A sua estrutura é inspirada na guerrilha urbana dos anos 60. As prisões, os telefones celulares e a corrupção das autoridades penitenciárias favoreceram a sua constituição num verdadeiro poder paralelo, capaz de obrigar áreas comerciais inteiras a fecharem as suas portas ou a pagarem em troca de “proteção”.
“A especificidade do Rio em relação a outras metrópoles ou regiões do Brasil se deve às confusões que sempre ocorrem entre os traficantes e a polícia militar (PM)”, explica Silvia Ramos, do Centro de Estudos sobre a Segurança e a Cidadania (CESeC), na universidade privada Candido Mendes.
O recrudescimento da violência com freqüência constitui um sinal de que houve um não-cumprimento dos acordos que haviam sido negociados entre uns e os outros. A corrupção alastrou-se por todos os níveis da polícia militar, a tal ponto que os policiais estão agora acostumados a receber uma “gorjeta” de R$ 1,00, no mínimo, “para o cafezinho”, antes de deixarem partir o automobilista que eles pararam.
A campanha de desarmamento que foi iniciada em julho de 2004 bateu um recorde no Rio de Janeiro, mas ela não teve uma real incidência sobre os assassinatos. Dos 50 mil homicídios que são cometidos anualmente no Brasil, a maior parte deve-se a motivos “fúteis”, a rixas ou a acertos de contas, que costumam ser perpetrados com a arma em punho, seja ela uma pistola ou um objeto contundente.

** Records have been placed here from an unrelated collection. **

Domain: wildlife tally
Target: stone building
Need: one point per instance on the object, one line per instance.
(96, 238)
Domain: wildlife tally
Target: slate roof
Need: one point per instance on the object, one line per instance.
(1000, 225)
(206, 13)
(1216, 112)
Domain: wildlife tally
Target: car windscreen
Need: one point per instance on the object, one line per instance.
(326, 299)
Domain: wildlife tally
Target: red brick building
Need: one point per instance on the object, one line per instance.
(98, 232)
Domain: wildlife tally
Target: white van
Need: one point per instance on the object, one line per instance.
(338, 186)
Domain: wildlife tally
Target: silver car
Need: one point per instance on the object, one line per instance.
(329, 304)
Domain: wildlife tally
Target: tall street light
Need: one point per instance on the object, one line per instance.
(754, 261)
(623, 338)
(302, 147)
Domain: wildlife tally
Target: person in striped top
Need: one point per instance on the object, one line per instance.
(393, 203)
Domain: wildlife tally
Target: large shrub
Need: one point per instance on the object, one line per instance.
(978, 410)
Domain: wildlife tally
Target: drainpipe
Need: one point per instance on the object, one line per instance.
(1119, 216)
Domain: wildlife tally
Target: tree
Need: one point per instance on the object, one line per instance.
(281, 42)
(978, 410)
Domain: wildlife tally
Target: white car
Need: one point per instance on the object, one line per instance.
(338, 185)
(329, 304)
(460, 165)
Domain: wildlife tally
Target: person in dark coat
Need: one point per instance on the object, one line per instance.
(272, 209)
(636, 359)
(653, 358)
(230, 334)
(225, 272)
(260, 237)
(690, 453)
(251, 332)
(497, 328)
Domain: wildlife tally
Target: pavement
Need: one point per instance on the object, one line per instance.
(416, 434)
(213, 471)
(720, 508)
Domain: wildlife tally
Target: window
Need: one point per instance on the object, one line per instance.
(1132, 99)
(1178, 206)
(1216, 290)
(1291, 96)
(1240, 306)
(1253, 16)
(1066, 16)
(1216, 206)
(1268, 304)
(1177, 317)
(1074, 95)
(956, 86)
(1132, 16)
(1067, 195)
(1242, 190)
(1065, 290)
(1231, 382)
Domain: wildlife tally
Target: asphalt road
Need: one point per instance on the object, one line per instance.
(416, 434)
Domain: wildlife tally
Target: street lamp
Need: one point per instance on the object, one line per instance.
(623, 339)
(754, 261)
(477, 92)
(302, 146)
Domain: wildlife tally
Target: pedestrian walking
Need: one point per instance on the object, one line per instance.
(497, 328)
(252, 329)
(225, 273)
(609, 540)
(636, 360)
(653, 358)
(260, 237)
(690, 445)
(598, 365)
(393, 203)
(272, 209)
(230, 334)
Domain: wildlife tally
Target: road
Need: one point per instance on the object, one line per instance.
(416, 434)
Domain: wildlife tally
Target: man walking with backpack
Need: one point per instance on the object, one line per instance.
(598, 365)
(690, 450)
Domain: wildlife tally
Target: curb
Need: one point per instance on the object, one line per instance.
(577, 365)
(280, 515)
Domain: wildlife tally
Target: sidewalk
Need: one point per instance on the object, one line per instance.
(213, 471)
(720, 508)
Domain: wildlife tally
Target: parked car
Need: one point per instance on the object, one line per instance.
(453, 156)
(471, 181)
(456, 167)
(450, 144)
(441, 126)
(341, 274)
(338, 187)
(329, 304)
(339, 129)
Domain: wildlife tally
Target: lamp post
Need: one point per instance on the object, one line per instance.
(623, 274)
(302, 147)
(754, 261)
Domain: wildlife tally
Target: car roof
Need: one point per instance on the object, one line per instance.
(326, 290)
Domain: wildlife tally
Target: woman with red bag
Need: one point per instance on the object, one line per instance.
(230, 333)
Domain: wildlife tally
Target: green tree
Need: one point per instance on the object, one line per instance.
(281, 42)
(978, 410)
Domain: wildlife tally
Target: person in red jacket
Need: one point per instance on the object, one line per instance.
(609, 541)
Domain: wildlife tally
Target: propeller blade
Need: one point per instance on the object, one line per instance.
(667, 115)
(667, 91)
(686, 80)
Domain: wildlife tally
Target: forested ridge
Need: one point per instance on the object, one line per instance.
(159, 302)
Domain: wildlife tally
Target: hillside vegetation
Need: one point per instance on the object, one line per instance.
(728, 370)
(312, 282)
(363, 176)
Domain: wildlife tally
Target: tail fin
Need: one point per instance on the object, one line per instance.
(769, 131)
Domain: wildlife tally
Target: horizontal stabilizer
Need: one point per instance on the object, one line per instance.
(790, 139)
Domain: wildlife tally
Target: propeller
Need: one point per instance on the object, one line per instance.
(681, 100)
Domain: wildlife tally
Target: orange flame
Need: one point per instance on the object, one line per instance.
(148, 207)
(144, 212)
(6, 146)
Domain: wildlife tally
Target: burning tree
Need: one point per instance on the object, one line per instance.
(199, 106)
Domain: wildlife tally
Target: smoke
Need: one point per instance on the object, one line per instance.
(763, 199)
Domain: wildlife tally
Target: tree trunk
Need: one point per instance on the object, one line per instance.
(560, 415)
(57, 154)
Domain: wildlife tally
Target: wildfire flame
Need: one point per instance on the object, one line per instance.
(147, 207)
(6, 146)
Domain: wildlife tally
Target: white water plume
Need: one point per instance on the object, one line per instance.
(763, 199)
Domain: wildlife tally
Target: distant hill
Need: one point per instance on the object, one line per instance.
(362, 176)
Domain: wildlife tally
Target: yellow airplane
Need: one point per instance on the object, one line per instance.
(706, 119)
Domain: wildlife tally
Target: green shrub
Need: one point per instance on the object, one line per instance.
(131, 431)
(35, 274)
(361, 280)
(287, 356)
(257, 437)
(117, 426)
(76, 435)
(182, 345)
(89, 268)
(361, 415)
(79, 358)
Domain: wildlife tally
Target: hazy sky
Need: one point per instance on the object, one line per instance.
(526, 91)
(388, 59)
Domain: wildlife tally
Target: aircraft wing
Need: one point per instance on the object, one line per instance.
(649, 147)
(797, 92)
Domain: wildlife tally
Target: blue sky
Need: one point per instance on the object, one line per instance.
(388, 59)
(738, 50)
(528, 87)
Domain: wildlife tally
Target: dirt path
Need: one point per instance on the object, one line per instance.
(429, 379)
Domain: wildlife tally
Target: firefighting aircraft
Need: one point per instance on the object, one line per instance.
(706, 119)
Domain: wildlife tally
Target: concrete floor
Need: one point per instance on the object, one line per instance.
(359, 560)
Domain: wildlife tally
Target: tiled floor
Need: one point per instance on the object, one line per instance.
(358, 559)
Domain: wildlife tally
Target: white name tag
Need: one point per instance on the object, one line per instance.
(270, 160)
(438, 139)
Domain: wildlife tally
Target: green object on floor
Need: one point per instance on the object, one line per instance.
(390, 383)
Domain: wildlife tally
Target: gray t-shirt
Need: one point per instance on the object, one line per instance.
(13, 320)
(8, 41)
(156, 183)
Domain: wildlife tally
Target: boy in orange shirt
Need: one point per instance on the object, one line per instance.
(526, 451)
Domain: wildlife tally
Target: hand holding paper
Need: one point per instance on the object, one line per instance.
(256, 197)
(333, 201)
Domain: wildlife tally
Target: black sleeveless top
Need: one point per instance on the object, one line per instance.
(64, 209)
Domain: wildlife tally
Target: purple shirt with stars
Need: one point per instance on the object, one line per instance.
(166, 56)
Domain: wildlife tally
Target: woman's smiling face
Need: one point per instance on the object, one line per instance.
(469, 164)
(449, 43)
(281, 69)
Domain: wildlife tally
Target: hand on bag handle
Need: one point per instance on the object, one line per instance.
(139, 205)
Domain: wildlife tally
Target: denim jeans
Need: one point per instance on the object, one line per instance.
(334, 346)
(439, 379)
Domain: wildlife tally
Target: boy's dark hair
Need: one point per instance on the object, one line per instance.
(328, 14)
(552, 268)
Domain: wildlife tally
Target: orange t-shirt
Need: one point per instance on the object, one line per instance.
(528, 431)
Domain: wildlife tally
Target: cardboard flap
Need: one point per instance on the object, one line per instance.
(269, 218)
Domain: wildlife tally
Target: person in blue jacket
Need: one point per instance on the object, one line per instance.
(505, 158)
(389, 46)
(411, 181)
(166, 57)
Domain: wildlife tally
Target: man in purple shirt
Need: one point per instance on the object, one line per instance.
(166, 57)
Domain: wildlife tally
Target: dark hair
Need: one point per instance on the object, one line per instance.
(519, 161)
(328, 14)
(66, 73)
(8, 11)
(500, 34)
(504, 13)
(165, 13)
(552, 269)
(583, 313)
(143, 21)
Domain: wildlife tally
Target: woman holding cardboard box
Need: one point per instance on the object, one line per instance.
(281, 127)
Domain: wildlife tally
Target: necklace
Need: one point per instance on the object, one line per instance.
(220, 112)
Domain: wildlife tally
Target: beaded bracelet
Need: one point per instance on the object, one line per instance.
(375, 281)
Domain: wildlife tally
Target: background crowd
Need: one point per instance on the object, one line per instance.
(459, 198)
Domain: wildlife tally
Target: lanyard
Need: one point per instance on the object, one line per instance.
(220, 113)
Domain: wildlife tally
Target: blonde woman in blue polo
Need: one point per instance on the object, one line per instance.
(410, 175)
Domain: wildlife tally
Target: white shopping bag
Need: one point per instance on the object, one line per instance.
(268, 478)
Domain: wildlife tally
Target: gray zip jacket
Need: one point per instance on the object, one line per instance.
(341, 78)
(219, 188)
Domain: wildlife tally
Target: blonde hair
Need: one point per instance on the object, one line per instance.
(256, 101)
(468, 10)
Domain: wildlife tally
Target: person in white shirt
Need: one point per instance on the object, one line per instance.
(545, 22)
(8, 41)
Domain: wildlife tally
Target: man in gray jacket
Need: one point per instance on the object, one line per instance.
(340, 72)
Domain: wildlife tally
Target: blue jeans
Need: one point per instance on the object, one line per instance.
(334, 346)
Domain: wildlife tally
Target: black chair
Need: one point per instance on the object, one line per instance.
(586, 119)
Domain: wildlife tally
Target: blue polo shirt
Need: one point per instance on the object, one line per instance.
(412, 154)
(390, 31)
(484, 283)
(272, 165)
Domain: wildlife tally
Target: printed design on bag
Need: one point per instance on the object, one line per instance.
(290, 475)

“Em contrapartida, no Rio, o volume dos homicídios explodiu com o tráfico dos fuzis de combate AK 47”, afirma Silvia Ramos.
O armamento dos traficantes inclui minas “assassinas” e obuses. Os itinerários da droga coincidem com os das armas e das munições, que as gangues utilizam sem qualquer moderação, como se o abastecimento fosse inesgotável.
“O consumo de cocaína no Rio não é tão intenso como na Europa ou nos Estados Unidos”, prossegue a pesquisadora. “O tráfico de armas e de drogas representa o lado sombrio da globalização”.
O CESeC é um dos raros organismos da sociedade civil que estejam efetivamente presentes no terreno da segurança urbana. “A guerra das gangues explodiu nas favelas onde houve uma maior quantidade de investimentos sociais, no Vidigal, em Vigário Geral, na Parada de Lucas, na Rocinha ou na Maré”, revela Silvia Ramos. “Foi justamente nesses lugares que várias iniciativas socioculturais louváveis estabeleceram conexões entre a favela e o asfalto”.
Contudo, os esforços das comunidades de moradores, ajudadas por Organizações Não-Governamentais (ONGs), logo encontraram os seus limites por causa da ausência de apoio por parte das políticas públicas.